Data Annotation: The Next Frontier for Autonomous Vehicles


Data Annotation: The Next Frontier for Autonomous Vehicles

May 28, 2020

The number of autonomous vehicles (AV) is set to rapidly increase in the coming years. Gartner has forecast that by 2023, over 740,000 cars with autonomous driving capabilities will be added to the market, and this growth will largely be driven by countries such as North America, Greater China, and Western Europe. Despite this growth, these vehicles have limited autonomous capabilities and still operate under human supervision. Besides, AVs face several challenges, including safety, issues over regulations, technology standardization, and more.  

To develop their autonomous capabilities, Algorithms that drive the AV should be trained to detect, track, and classify objects and take informed decisions for path planning and safe navigation. For an AV to reach acceptable levels of safety norms, it must clock billions of incident-free miles. The transition of a vehicle from level 2 to level 3 of automation, as determined by the standards body SAE International, is not an incremental, but an exponential one. This is due to the increasing complexity of AVs, use of multiple sensors, and most importantly, the petabytes of raw data captured continuously by a fleet of Autonomous Vehicles. The big question, however, is what can we do with this raw data?  

The algorithm developer is tasked with creating high performance and robust algorithms that are capable of accurately detecting other vehicles, lane markings, static and moving objects, pedestrians, traffic lights, and traffic signage at crossings and intersections in any scenario – inside a tunnel, on a pitch-dark highway, or in glaring sunlight. For a perception algorithm to work effectively, it needs to be trained with a steady influx of high-quality annotated or labelled data.    

How Data Curation Works 

Data curation or Annotation is the process of tagging or classifying objects in each frame captured by an AV. This data then needs to be curated so that it is understood by the deep learning model, and relevant objects need to be identified and tagged or labeled. The tagging of objects could be a manual or using AI assisted annotation, or a combination of both. Once the model is fed with the contextual trained data, it can be deployed to infer or detect patterns from data it has never processed and classify objects accurately (as illustrated in Figure 1).  

The Annotation Dilemma

In order to quickly deploy AV on the roads, huge training datasets which are accurately annotated and labelled are needed. The task of annotating sensor data from an AV starts with setting up an annotation pipeline that can process a multitude of data formats and annotation types. Typically, the raw data needs to be pre-processed and prepped for annotation. The annotation tasks could range from simple ones like 2D bounding box to more complex ones like pixel-level Semantic Segmentation or 3D Cuboids combining Camera and Lidar Data. Setting up, configuring, and executing the right annotation program is a daunting task given the number of permutations and combinations of data formats, autonomous vehicle use cases, annotation toolsets, annotation methodology, and export formats. 

Accelerating AV Development with the Right Partner

In order to accelerate the development of AVs, car manufacturers need to meet the growing demand of high-quality training datasets. They must stay up to date with the evolving landscape of annotation processes, tools, and technologies. This landscape is shifting at an accelerated rate, almost every month, as better and more efficient models are being published. This is more of a challenge than an opportunity since algorithm engineers now have hundreds of options to choose from. More importantly, there is no one-size-fits-all solution that meets all data annotation needs.

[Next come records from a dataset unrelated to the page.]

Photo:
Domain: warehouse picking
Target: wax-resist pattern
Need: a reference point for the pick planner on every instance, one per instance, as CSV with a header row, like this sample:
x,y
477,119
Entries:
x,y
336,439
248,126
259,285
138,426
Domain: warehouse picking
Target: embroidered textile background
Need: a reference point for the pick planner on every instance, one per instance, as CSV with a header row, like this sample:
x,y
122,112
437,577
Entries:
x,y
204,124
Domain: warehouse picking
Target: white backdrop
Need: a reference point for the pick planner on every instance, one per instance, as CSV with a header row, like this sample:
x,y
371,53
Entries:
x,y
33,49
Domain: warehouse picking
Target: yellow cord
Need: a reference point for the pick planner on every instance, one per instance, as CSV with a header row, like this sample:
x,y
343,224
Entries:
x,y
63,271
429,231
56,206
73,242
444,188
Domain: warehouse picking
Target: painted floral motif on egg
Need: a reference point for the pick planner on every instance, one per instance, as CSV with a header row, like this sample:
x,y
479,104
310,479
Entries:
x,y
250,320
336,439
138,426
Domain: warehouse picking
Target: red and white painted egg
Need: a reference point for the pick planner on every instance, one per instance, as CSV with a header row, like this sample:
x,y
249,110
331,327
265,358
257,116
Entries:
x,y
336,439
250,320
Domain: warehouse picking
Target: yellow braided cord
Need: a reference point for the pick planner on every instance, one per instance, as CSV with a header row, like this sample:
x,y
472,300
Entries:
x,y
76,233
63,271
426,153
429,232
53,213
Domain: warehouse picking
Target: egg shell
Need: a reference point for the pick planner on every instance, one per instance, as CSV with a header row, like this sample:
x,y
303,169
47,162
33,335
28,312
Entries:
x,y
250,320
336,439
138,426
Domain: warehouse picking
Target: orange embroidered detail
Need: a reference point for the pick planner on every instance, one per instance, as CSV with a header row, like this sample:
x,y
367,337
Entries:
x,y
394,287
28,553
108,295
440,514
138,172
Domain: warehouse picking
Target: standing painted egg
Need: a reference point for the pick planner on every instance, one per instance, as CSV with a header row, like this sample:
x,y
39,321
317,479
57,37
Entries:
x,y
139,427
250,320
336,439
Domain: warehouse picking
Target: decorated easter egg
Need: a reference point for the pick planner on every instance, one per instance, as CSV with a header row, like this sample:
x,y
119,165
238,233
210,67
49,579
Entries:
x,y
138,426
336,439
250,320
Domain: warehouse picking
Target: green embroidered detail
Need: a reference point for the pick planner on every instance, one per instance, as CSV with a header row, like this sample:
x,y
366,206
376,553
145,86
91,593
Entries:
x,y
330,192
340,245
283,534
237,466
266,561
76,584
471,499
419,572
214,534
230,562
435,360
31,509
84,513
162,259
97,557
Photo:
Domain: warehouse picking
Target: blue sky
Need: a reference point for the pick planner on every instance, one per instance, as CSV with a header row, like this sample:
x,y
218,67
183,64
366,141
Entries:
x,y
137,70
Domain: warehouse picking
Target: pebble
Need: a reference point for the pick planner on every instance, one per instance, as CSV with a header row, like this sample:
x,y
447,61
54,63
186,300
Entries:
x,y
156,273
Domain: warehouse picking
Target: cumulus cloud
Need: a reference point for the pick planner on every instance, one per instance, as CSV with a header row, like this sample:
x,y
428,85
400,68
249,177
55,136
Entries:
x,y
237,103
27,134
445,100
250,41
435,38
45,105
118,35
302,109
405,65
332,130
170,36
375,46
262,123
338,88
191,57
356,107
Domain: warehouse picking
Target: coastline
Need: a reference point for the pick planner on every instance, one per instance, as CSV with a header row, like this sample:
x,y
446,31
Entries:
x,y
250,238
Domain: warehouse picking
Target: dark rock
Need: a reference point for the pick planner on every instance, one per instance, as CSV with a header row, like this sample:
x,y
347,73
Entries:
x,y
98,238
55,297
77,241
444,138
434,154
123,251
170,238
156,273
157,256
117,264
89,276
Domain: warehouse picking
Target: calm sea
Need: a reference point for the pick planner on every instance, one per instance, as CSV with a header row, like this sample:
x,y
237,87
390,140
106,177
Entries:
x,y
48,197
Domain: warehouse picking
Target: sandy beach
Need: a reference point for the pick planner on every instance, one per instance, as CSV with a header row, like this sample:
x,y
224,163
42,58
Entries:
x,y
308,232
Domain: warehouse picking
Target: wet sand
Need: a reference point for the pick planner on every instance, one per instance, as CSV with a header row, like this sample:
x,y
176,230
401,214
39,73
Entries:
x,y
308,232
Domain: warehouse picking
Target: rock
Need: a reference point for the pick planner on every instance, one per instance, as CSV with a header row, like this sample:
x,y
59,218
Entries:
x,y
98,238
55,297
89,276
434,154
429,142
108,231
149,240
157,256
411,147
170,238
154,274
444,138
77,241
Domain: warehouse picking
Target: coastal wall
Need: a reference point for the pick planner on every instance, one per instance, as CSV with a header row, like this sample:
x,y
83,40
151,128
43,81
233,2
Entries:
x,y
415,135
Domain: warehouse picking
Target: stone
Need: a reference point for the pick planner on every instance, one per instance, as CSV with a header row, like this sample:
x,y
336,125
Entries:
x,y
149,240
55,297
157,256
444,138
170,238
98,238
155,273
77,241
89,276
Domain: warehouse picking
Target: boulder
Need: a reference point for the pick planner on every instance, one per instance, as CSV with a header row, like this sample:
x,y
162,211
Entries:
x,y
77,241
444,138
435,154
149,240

Eventually, data annotation is at the heart of the AV development process, and the robustness and effectiveness of the algorithms depend on availability of high-quality training datasets. Working with industry partners who can support the annotation needs of AV manufacturers and provide an robust quality management framework and seamless delivery execution can accelerate the AV development process.

Arun Prasad is a Business Consultant in the Autonomous and Connected Strategic Initiative of the Manufacturing Business Group at Tata Consultancy Services. His focus areas at TCS are data annotation and data management services, which he drives through consulting, go-to-market offerings, product development, and thought leadership initiatives.  He has close to 12 years of experience across manufacturing, product development, and consulting in multiple roles and geographies. His expertise spans aerospace manufacturing, internet of things, connected products, digital manufacturing, and Industry 4.0. He holds an MBA from IIM Calcutta and an undergraduate degree in mechanical engineering. 

Asutosh Mishra is a Business Analyst in the Autonomous and Connected Strategic Initiative of the Manufacturing Business Group at Tata Consultancy Services. His focus areas include data annotation, labeling, verification, and validation for autonomous vehicles. He has more than five years of experience in various technical and management roles across multiple industries. He holds an MBA in operations and marketing from Xavier Institute of Management, Bhubaneswar and an undergraduate degree in electronics and instrumentation from NIT, Rourkela.